SJinn
SJinn-Agent-Guide

SJinn-Agent-Guide

What is SJinn Agent?

SJinn Agent is an all-in-one AI-powered creative agent for image and video production. Through natural conversation, it autonomously handles the entire content creation process — from story videos and children's content to cinematic films, anime, UGC, advertisements, podcasts, and virtually any video format you can imagine.

Keywords: Strategy, Planning, Autonomous, End-to-End

SJinn goes beyond simple execution. It understands your ultimate goal, breaks it down into a strategic plan (scripting, storyboarding, asset generation), and brings it to life autonomously. You provide the vision; SJinn directs the entire creation process.

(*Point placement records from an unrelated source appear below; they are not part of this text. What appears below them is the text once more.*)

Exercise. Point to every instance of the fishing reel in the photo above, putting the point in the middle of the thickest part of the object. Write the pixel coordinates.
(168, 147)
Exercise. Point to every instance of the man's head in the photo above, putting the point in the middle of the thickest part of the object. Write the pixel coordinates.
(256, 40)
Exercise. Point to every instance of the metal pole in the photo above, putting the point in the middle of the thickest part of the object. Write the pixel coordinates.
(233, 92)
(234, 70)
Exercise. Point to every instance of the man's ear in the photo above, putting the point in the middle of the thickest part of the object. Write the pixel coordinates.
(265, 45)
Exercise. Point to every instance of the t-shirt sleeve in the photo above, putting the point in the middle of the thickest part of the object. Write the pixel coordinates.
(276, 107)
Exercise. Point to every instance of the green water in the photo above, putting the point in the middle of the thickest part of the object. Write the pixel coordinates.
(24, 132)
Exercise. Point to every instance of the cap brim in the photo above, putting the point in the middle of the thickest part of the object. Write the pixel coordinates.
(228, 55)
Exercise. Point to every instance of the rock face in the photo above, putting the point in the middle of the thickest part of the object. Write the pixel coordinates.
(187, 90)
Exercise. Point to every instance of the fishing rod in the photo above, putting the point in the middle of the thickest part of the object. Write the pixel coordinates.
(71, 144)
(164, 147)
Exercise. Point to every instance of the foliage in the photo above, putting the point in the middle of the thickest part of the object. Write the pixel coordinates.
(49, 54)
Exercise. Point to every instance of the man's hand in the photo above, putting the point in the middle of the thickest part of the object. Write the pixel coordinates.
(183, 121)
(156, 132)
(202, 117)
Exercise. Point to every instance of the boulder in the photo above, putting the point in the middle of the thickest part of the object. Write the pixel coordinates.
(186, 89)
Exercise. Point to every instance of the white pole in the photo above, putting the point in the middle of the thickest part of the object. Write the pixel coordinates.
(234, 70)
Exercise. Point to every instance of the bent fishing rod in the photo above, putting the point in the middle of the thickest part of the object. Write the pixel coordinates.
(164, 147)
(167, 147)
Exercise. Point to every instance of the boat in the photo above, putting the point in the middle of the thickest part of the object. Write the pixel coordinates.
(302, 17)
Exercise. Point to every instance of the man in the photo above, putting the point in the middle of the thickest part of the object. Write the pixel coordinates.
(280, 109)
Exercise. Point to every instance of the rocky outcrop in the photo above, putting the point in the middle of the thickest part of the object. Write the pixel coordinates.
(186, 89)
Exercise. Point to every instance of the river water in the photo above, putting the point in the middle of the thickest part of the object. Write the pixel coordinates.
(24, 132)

How to Communicate with SJinn Agent

Think of SJinn Agent not as a tool, but as a creative collaborator. Interact with it the way you would with a creative director — describe your vision, and it will bring it to life.

If the output doesn't meet your expectations, simply tell it what needs improvement, and it will regenerate those specific parts.


Using Sora2 or Veo3

By default, SJinn Agent uses video generation models(auto select Seedance Kling Hailuo). To use Sora2 or Veo3, you have two options:

Option 1: Direct Command

Simply tell the Agent:

  • "Use Sora2"
  • "Use Veo3"

Note: Currently, only Sora2 and Veo3 can be manually specified. For other models, the Agent will automatically select the most suitable one based on your content, no support specific.

Option 2: Use Templates

Choose from pre-configured templates optimized for these models:


About Templates

Templates guide the Agent through specific workflows or provide context tailored to particular video styles. Using the right template ensures more consistent results and higher quality output.

Custom Templates

SJinn supports creating and publishing your own custom templates for others to use. Learn more in our Template Creation Guide.


Content Creation Guides

Story / Anime / Film Videos

Narrative-driven content with plot and characters.

real Films

For live-action video content, we recommend using the Veo3 Story Template for optimal results.

Cartoon & Kids Stories

For narration/explainer-style content:

If you're creating educational or narration-driven kids content, use this template:

For dialogue-based content:

If your story features character dialogue, the Veo3 Story Template works well:

Anime Films

For anime-style videos, we recommend either using no template or leveraging Sora2 templates for the best visual results.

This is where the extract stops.